26146b4a-64b3-41be-a7ce-8c1c38641ca8 commented 7 years ago

Context: I have a script which checks out a software release (tagged git revision) and builds an archive to distribute to end users. One goal of this script is that the archive is reproducible, ie if the script is run twice (at different times, on different machines, by different people) it produces bit-for-bit identical output, and thus also has the same SHA-256 hash.

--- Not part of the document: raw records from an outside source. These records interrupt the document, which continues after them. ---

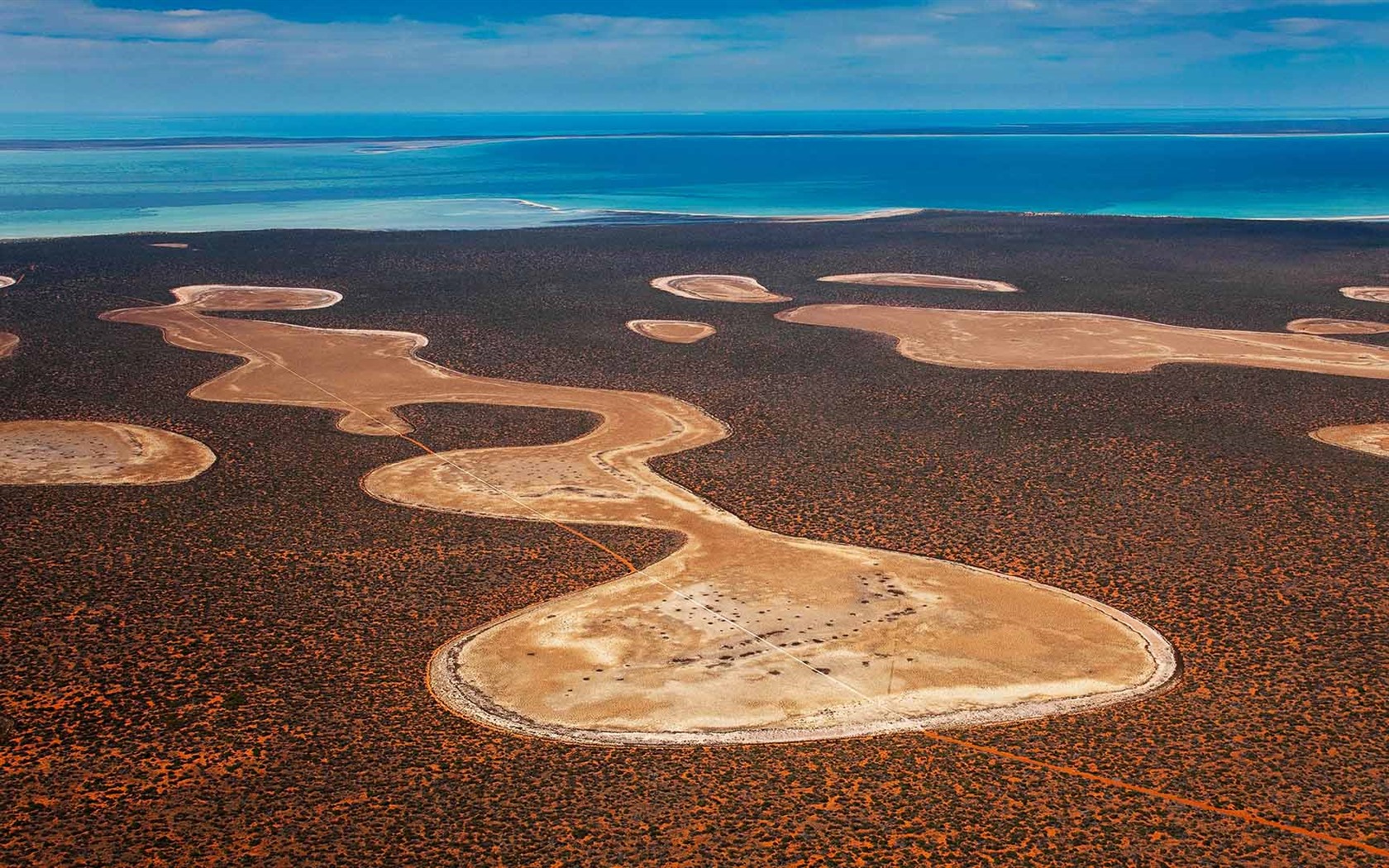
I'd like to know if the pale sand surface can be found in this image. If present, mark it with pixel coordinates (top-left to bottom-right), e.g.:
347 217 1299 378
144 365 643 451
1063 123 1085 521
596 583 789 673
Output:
1311 422 1389 458
819 271 1022 292
776 304 1389 379
0 419 217 484
106 286 1177 744
652 274 790 304
1287 317 1389 335
1340 286 1389 302
627 319 715 343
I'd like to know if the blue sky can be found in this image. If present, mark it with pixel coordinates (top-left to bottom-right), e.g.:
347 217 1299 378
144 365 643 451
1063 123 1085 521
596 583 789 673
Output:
0 0 1389 112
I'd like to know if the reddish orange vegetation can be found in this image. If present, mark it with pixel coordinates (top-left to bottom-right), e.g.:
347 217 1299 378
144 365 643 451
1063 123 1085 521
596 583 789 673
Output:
104 284 1177 744
1311 422 1389 458
652 274 790 304
0 214 1389 868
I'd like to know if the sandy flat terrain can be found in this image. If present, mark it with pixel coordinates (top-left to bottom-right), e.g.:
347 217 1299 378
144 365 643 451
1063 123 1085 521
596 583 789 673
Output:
819 272 1022 292
1311 422 1389 458
627 319 715 343
106 286 1177 744
0 419 217 484
1287 317 1389 335
1340 286 1389 302
652 274 790 304
776 304 1389 379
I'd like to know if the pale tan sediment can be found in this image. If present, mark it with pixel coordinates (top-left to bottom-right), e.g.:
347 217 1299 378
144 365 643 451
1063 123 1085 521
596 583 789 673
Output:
652 274 790 304
776 304 1389 379
1340 286 1389 302
819 271 1022 293
1287 317 1389 335
0 419 217 484
627 319 717 343
106 288 1177 744
1310 422 1389 458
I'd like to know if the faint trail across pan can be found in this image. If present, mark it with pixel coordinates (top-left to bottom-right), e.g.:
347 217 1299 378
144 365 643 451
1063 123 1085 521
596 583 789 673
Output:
106 293 1389 857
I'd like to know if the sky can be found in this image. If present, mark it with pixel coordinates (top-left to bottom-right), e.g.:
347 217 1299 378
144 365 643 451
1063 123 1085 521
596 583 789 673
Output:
0 0 1389 114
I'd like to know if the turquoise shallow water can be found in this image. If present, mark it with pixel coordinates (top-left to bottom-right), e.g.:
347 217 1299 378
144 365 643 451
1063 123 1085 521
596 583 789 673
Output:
0 112 1389 237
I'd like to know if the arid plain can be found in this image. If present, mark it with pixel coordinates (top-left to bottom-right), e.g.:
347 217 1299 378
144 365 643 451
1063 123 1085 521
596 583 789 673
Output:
0 214 1389 866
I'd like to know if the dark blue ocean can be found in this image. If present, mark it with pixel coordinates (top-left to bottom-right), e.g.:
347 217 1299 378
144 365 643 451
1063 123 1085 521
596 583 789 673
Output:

Mostly this works great, using the TarInfo feature of tarfile.py to set the uid/gid/mtime to fixed values. Except I also want to compress the archive, and tarfile calls time.time() to find out the timestamp that will be embedded in the gzip header. This breaks my carefully deterministic output.

I would like it if tarfile accepted an additional keyword that allowed overriding the time value for the gzip header. As it is I just hack around it with

def null_time():
    return 0
time.time = null_time

which does work but is also horrible.

Alternately, tarfile could just always set the timestamp header to 0 and avoid having its output depend on the current clock. I doubt anyone would notice.

The script in question is here https://github.com/randombit/botan/blob/master/src/scripts/dist.py

My script uses Python2 for various reasons, but it seems the same problem affects even the tarfile.py in latest Python3. I would be willing to try writing a patch for this, if anything along these lines might be accepted.

Thanks.

ef46bb13-8e88-4488-a20f-75e542f6f274 commented 6 years ago

This affects me too.

vadmium commented 6 years ago

Perhaps you can compress the tar file using the “gzip.GzipFile” class. It accepts a custom “mtime” parameter (see bpo-4272, added in 2.7 and 3.1+):

>>> gztar = BytesIO()
>>> tar = GzipFile(fileobj=gztar, mode="w", mtime=0)
>>> tarfile.open(fileobj=tar, mode="w|").close()
>>> tar.close()
>>> gztar.getvalue().hex()
'1f8b08000000000002ffedc1010d000000c2a0f74f6d0e37a00000000000000000008037039ade1d2700280000'

However, “tarfile.open” accepts a “compresslevel” argument for two of the compressors, so you could argue it is okay to add another argument to pass to the gzip compressor.

b89a0587-9429-4eb4-bd56-1bb69925b367 commented 4 years ago

I have the same issue. The timestamp is inserted here: https://github.com/python/cpython/blob/802726acf6048338394a6a4750835c2cdd6a947b/Lib/tarfile.py#L419-L420

Because I noticed the timestamp was not included in the timestamp, I could zero it by doing:

with open(gzipped_tarball,"r+b") as f:
    f.seek(4, 0)
    f.write(b"\x00\x00\x00\x00")
b89a0587-9429-4eb4-bd56-1bb69925b367 commented 4 years ago

My previous comment should have contained:

Because I noticed the timestamp was not included in the CRC, ...

ncoghlan commented 1 month ago

Also see #120036

(although the simplest current resolution to this reproducibility issue is to use a wrapper compression format other than gzip that doesn't add an extra timestamp in the compression header, such as xz)